Root finding / NonLinear problem

Question:
I am trying to solve a root-finding problem on a vector of 14 elements, but each function evaluation needs about 7 seconds.

What is the best solver for this?

And is there a way to declare a valid range of the parameters of my function?
Not all parameter combinations give a feasible results.
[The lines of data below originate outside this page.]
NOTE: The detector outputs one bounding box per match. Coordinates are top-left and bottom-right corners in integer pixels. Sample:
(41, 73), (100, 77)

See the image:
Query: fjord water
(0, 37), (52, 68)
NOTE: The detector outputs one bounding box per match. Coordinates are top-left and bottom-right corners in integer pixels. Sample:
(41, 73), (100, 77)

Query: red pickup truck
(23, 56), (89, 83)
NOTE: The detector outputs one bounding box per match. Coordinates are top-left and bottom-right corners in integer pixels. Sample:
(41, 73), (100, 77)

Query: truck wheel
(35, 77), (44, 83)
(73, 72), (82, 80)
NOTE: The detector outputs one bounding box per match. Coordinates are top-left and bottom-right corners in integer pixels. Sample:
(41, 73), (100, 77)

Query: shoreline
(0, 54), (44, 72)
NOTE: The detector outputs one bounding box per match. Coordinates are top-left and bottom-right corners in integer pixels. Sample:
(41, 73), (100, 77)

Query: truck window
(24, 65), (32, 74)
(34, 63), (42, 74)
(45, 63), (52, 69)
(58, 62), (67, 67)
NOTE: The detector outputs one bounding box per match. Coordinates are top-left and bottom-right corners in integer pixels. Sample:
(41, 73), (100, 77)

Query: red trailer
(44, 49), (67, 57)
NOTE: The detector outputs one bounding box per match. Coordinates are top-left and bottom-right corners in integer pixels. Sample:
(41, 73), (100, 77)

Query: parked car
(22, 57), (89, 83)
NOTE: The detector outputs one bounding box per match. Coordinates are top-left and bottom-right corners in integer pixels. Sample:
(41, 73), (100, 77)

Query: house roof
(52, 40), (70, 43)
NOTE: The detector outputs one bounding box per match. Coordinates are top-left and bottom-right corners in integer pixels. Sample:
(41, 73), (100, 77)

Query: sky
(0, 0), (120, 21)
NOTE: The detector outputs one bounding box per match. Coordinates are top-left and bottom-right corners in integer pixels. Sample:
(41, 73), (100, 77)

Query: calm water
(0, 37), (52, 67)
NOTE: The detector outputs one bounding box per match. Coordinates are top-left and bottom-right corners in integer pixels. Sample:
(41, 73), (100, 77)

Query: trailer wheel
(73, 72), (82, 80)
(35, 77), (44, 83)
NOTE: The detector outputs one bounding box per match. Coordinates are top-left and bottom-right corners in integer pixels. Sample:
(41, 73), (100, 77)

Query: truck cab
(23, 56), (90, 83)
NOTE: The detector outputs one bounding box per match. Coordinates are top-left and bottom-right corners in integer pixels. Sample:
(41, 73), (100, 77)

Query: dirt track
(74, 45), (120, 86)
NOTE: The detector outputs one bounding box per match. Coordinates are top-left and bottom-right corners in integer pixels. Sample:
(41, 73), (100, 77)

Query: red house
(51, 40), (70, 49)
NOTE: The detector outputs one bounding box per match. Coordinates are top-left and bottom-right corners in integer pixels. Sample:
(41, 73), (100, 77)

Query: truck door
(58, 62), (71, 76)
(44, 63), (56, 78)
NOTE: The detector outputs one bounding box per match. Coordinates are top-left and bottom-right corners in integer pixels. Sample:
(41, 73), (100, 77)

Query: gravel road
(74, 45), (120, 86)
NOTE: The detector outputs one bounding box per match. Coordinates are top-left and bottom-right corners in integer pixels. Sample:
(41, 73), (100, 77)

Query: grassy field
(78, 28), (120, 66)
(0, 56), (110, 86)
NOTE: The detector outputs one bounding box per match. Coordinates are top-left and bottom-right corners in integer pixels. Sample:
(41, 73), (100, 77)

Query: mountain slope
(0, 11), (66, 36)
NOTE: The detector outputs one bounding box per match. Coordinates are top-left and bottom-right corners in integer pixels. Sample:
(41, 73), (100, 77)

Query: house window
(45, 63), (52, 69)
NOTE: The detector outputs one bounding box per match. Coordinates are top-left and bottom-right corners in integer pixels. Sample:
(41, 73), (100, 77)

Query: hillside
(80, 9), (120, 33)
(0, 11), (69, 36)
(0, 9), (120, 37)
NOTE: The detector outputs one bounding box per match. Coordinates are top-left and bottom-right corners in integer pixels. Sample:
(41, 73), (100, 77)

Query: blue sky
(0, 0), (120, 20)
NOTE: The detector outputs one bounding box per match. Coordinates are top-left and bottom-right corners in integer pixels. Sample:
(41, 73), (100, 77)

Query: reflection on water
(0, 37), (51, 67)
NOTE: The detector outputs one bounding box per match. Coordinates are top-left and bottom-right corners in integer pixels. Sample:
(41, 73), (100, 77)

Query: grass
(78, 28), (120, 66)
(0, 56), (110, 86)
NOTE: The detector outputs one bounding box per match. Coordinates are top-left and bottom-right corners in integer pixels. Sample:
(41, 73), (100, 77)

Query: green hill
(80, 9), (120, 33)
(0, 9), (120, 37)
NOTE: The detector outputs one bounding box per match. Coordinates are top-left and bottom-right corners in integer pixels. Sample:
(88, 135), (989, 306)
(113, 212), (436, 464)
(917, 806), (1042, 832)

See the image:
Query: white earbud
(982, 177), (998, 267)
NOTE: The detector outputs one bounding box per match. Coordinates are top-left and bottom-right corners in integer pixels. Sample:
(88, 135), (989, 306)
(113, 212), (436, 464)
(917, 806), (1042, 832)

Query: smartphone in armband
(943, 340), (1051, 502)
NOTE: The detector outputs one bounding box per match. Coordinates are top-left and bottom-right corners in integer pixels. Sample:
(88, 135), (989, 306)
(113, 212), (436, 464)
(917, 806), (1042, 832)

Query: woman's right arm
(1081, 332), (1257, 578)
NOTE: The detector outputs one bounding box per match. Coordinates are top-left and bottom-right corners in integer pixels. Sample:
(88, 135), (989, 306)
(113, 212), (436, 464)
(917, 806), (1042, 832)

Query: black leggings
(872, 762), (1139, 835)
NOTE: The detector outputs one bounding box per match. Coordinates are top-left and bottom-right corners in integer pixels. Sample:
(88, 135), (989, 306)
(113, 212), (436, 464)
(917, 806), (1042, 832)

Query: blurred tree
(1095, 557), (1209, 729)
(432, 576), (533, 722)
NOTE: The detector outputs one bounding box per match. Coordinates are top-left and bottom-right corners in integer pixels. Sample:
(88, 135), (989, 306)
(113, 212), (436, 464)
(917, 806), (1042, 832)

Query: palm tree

How to best signal that
to the solver?
My current code (not really working, at least not or only very slowly converging):

    u0 = KiteControllers.load_corr()
    prob = NonlinearProblem(residual, u0)
    sol = solve(prob, RobustMultiNewton(; autodiff = AutoFiniteDiff()); 
                abstol=1.0, reltol=0.05, maxiters=20, verbose=true)

And maxiters is not respected.

This works, but it feels like writing my own solver:

    initial = KiteControllers.load_corr()
    last_norm=1000
    for i in 1:40
        last_initial = deepcopy(initial)
        res = residual(initial)
        println("i: $(i), norm: $(norm(res))")
        common_size=min(length(initial), length(res))
        for i=1:common_size
            if norm(res) > 5
                initial[i] += res[i]
            elseif norm(res) > 2
                initial[i] += 0.3*res[i]
            else
                initial[i] += 0.15*res[i]
            end
        end
        if norm(res) < 1.0
            println("Converged successfully!")
            break
        end
        if last_norm < 0.7*norm(res) 
            KiteControllers.save_corr(last_initial)
            println("Convergance failed!")
            println("Last norm: $last_norm")
            break
        end
        last_norm=norm(res)
    end
    initial

In 40 iterations I get a solution with norm(res) < 1.0.

Is your function differentiable?

Well, the function runs a flight simulation, the return value is the deviation of the desired flight path at 14 points… Furthermore, the return value might contain some noise…

So probably not easily differentiable, even though mostly it is true that increasing the input also increases the output… But there is some non-linear coupling between the channels (elements of the vectors) …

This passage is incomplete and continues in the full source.